We actually go about creating the agent via the create_app function. I got sick of copying the same code over and over again. Because I needed to create three agents, I made a function create_app that accepts (agent_card, mcp_script, host, port) and spools up an A2A agent, with access to that MCP server, at the specified host and port.
If we take a gander at a2a_mcp_server_app_creator.py, which contains the create_app function, we’ll see a lot of familiar code. This is essentially a generalized version of the A2A agents we’ve defined previously.
import os
import uvicorn
import anthropic
import httpx
from contextlib import AsyncExitStack
from a2a.server.agent_execution import AgentExecutor, RequestContext
from a2a.server.apps import A2AStarletteApplication
from a2a.server.request_handlers import DefaultRequestHandler
from a2a.server.tasks import InMemoryTaskStore
from a2a.server.events import EventQueue
from a2a.utils import new_agent_text_message
from a2a.types import AgentCard, AgentSkill, AgentCapabilities
from mcp import ClientSession, StdioServerParameters
from mcp.client.stdio import stdio_client
from dotenv import load_dotenv
load_dotenv()
ANTHROPIC_API_KEY = os.getenv("ANTHROPIC_API_KEY")
MODEL_NAME = "claude-3-opus-20240229"
class MCPClient:
def __init__(self, script):
self.session = None
self.exit_stack = AsyncExitStack()
self.script = script
async def connect_to_server(self):
server_params = StdioServerParameters(
command="mcp",
args=["run", self.script],
)
stdio_transport = await self.exit_stack.enter_async_context(stdio_client(server_params))
self.stdio, self.write = stdio_transport
self.session = await self.exit_stack.enter_async_context(ClientSession(self.stdio, self.write))
await self.session.initialize()
async def cleanup(self):
await self.exit_stack.aclose()
class ClaudeSessionManager:
"""Manages a full Claude session with optional MCP tool usage."""
def __init__(self, mcp_session: ClientSession, anthropic_client: anthropic.Anthropic, model: str = MODEL_NAME):
self.session = mcp_session
self.anthropic = anthropic_client
self.model = model
self.verbose = True
async def run_session(self, user_input: str) -> str:
tools_response = await self.session.list_tools()
tools = [{
"name": tool.name,
"description": tool.description,
"input_schema": tool.inputSchema
} for tool in tools_response.tools]
if self.verbose: print('running Claude session')
messages = [{"role": "user", "content": [{"type": "text", "text": user_input}]}]
final_output = []
if self.verbose: print('initializing with message to Claude:')

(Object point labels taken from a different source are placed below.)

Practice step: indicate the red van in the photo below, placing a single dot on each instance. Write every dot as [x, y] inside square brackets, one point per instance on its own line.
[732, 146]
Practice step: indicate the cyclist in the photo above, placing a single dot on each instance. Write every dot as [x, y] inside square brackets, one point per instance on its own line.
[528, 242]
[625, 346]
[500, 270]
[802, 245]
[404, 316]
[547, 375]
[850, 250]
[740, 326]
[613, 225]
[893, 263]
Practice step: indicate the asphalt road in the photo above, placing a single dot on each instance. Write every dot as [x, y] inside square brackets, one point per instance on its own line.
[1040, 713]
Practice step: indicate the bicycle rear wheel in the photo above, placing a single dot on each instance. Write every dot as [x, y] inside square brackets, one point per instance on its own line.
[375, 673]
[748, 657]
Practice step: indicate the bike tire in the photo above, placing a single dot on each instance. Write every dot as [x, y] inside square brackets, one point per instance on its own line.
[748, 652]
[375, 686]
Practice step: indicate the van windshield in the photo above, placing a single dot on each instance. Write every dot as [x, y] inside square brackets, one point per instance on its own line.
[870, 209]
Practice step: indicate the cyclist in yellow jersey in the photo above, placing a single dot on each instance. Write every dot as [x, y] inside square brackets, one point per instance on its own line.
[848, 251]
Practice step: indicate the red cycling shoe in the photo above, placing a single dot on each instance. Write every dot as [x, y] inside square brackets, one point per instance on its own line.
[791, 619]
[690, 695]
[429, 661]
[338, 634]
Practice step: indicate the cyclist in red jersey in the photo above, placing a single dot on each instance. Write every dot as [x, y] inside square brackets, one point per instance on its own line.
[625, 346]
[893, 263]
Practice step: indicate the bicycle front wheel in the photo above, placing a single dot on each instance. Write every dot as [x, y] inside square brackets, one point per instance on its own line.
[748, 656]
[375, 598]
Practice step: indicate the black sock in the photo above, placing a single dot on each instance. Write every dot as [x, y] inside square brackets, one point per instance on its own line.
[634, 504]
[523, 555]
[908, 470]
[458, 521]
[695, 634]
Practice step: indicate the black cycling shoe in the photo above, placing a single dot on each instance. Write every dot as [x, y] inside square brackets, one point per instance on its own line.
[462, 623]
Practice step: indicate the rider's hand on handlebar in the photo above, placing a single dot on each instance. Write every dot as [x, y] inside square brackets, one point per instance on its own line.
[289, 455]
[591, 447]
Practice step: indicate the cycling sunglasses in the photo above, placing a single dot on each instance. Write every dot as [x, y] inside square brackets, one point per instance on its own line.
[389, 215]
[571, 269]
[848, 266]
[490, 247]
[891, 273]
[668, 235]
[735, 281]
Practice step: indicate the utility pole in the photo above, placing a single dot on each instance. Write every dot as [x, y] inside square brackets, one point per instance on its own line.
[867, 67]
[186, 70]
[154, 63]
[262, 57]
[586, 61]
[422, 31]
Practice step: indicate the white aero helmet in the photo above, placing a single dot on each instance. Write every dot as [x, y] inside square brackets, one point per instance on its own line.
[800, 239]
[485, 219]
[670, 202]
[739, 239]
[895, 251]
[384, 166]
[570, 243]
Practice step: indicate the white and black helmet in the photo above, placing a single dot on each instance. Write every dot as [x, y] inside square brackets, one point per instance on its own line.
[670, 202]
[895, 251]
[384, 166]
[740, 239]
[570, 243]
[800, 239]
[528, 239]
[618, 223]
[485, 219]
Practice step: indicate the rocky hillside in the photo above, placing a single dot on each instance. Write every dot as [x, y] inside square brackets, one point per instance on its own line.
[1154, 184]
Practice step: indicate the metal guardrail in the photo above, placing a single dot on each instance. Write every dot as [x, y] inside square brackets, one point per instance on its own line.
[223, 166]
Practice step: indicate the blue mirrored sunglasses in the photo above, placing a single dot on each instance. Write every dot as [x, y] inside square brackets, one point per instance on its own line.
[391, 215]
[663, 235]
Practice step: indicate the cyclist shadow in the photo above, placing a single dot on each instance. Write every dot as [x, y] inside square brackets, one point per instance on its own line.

if self.verbose: print(messages)
response = self.anthropic.messages.create(
model=self.model,
max_tokens=1000,
tools=tools,
system=(
"You are a helpful support agent. "
"Use the tools provided to answer user questions accurately. "
"If a tool is called, make sure to read and interpret the results. "
"The user can not see tool output. Your final response should use the tool output to answer the users question."
"If a users query requires querying a database, for instance, be sure to provide the actual data in the end response to the user."
"The current date is 2025, 6, 15. The time is 5:00pm"
),
messages=messages,
)
if self.verbose: print('response received from Claude')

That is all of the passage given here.